Der Violinist Irnberger
1985 in Salzburg geboren, beginnt Thomas Albertus Irnberger im Alter von sieben Jahren mit dem Violin- und ein Jahr später mit dem Klavierunterricht. Schnell wird klar, dass in dem kleinen Jungen eine besondere Begabung steckt und so wird er bereits mit neun Jahren an der Universität Mozarteum in die Hochbegabtenklasse aufgenommen. Weitere Studien führen ihn an die Bruckneruniversität Linz zu Josef Sabaini, wo er mit Auszeichnung zum Master of Arts spondiert. Mauricio Fuks, Alberto Lysy, Igor Oistrach, Dmitry Sitkovetsky, Stefan Goedecke, Sabrina Lieb
Yair Kless und Grigory Zhislin – Namen, die den meisten Lesern unbekannt sein mögen. Für den Violinisten hingegen waren diese bedeutende Impulslieferanten, die ihren Teil dazu beigetragen haben, dass er zahlreiche erste Wettbewerbspreise erzielen konnte und bereits mit 17 Jahren seinen ersten Plattenvertrag unterzeichnete. Wirft man einen Blick auf die Lehrmeister von Irnberger, sticht einem vor allem einer ins Auge: Ivry Gitlis, einer der größten Geiger unserer Zeit, der auch mit seinen 94 Jahren noch immer um die Welt fährt und Unterricht gibt. Die Begegnung der beiden mag man als Wink des Schicksals bezeichnen. Bei einem Aufenthalt in Paris entdeckt der aufstrebende Violinist einen Prospekt mit der Titelzeile „Ivry Gitlis Masterclass“. Bis zu seinem siebten Lebensjahr war er ein Verehrer von Heifetz gewesen, dann hatte er den israelisch-französischen Violinisten entdeckt und angefangen, ihn zu kopieren. Studien bei einer Größe wie Gitlis? Ein Traum für den damals 15-Jährigen, auf den er nicht lange warten will. Im Rahmen eines Meisterkurses spielt er ihm schließlich das Paganini Violinkonzert Nr. 2 vor. Die Reaktion des Meisters: „Du bist unglaublich begabt. Wenn ich 50 wäre, würde ich dich hassen, aber da ich schon fast 80 bin, werde ich dir alles zeigen, was du wissen willst.“Sobald die anderen Studenten weg seien, wolle er ihn nach dem Kurs alleine unterrichten – so sein Verspre-
chen. Und so nimmt alles seinen Lauf: Nach dem beglückenden Meisterkurs wird der junge Geiger von Gitlis eingeladen, bei ihm in Paris seine Studien fortzusetzen.
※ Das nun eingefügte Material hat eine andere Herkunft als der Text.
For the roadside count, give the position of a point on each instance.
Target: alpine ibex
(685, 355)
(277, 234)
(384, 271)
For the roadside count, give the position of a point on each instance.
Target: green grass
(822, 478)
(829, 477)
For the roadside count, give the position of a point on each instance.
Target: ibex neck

In den folgenden fünf Jahren erarbeitet Irnberger ein umfassendes Repertoire, das auch viele moderne Werke mit einschließt. Im Alter von 17 Jahren erscheint schließlich seine Debüt-cd mit Werken von Hindemith, Debussy, Enescu, Paganini, Kreisler, Fauré und Elgar. „Brillantes technisches Können, verbunden mit reifer Gestaltungskraft und tonlicher Raffinesse“lobt die Fachpresse den noch nicht einmal Volljährigen, der sich in der Zwischenzeit einen international ausgezeichneten Ruf als Solist der großen Violinkonzerte erarbeitet hat und auch als Kammermusiker gefragt ist.
Hinter den Kulissen
Die einzelnen Wegbegleiter von Thomas Albertus Irnberger könnte man nun wie die zahlreichen Meilensteine unendlich weiterführen. Doch wo steht der inzwischen 31-Jährige heute? Über 30 CDS hat er bereits eingespielt und im Garten seines Elternhauses einen eigenen Konzertsaal samt Aufnahmestudio einrichten lassen. Man könnten meinen, der Violinist habe bereits alles Wünschenswerte erreicht und doch ist die Liste seiner Vorhaben lang: So arbeitet er beispielsweise derzeit an der Gesamteinspielung der Violinwerke Franz Schuberts. Noch vor Weihnachten sollen sämtliche Werke für Klaviertrios zusammen mit den Musikgrößen David Geringas am Cello und dem Pianisten Michael Korstick auf CD erscheinen. Im Frühjahr folgen dann auf die von den Kritikern als neue Referenzeinspielung gepriesenen Aufnahmen der Violinsonaten von Beethoven, mit Michael Korstick am Klavier das Violinkonzert, die Romanzen und das Triplekonzert von Beethoven zusammen mit dem Royal Philharmonic Orchestra London unter der Leitung von James Judd. Für die Zukunft möchte Irnberger seine Erfahrungen in der historischen Aufführungspraxis unter Verwendung des damaligen Instrumentariums weiter vertiefen. Darüber hinaus setzt er sich seit Jahren für das Repertoire verfemter Komponisten ein. Ein weiterer Schwerpunkt liegt daher insbesondere auch auf Kompositionen von Komponistinnen, die großartige Werke schufen und in der von Männern dominierten Musikwelt kaum Gehör fanden. Wie mag man diese Seiten über Thomas Albertus Irnberger nun für heute schließen? Vielleicht mit einem herzlichen Gruß, den er uns gerade zwischen drei Violinkonzerten aus Wien schickt.